Agriculture, land reform and rural development minister Thoko Didiza will ask Parliament to put her in direct control of technical decisions at the Deeds Office, a new amendment Bill from her department shows.
That will include exactly how information on the foreign ownership of land, and the race of land owners, is collected.
On Friday, Didiza formally gave notice of her intention to put the Deed Registries Amendment Bill before the National Assembly soon, with the publication of an explanatory memorandum on the legislation.
The full text of the Bill shows that, if it were passed in its current form, it would remove the power of the Deeds Registries Regulations Board to make any actual regulations. It would, instead, become an advisory body that makes recommendations to the minister in charge of land affairs.
The minister may call on the board for specific advice, or the board could take it upon itself to proffer advice on how the deeds office runs, but there will be no obligation for the minister to heed any advice.
That will put a politician in charge of the day-to-day technical management of the highly technical business of recording who owns what, the Law Society of South Africa previously said during a comment period in the creation of the Bill.

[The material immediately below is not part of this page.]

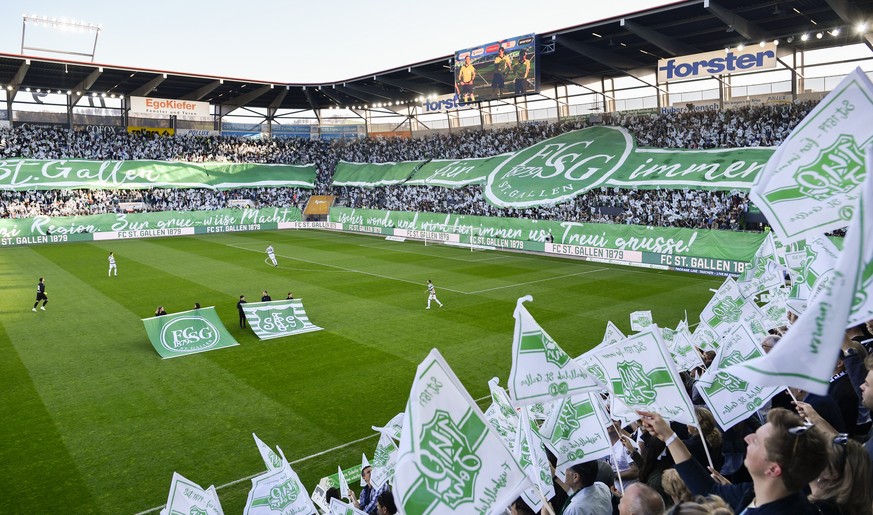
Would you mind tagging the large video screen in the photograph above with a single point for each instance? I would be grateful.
(501, 69)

The regulations board, as it currently stands, “is best suited to formulate” regulations, the Law Society said, being made up of officials of the Registrar of Deeds Office and conveyancers. The details they deal with “may have to be amended quickly and on short notice”, it said, and such decisions are not ideally punted up to a minister.
One regulation the minister would directly take charge of, in terms of the Bill, is “the manner and form in which personal information relating to race, gender, citizenship and nationality of land owners in South Africa may be collected for statistical and land audit purposes only, and only for capturing such information into a register for official use by any department of state or administration in the national or provincial sphere of Government.”
The Law Society previously said it would not object to such information being gathered, as long as it does not “impose an unfair onus on conveyancers.”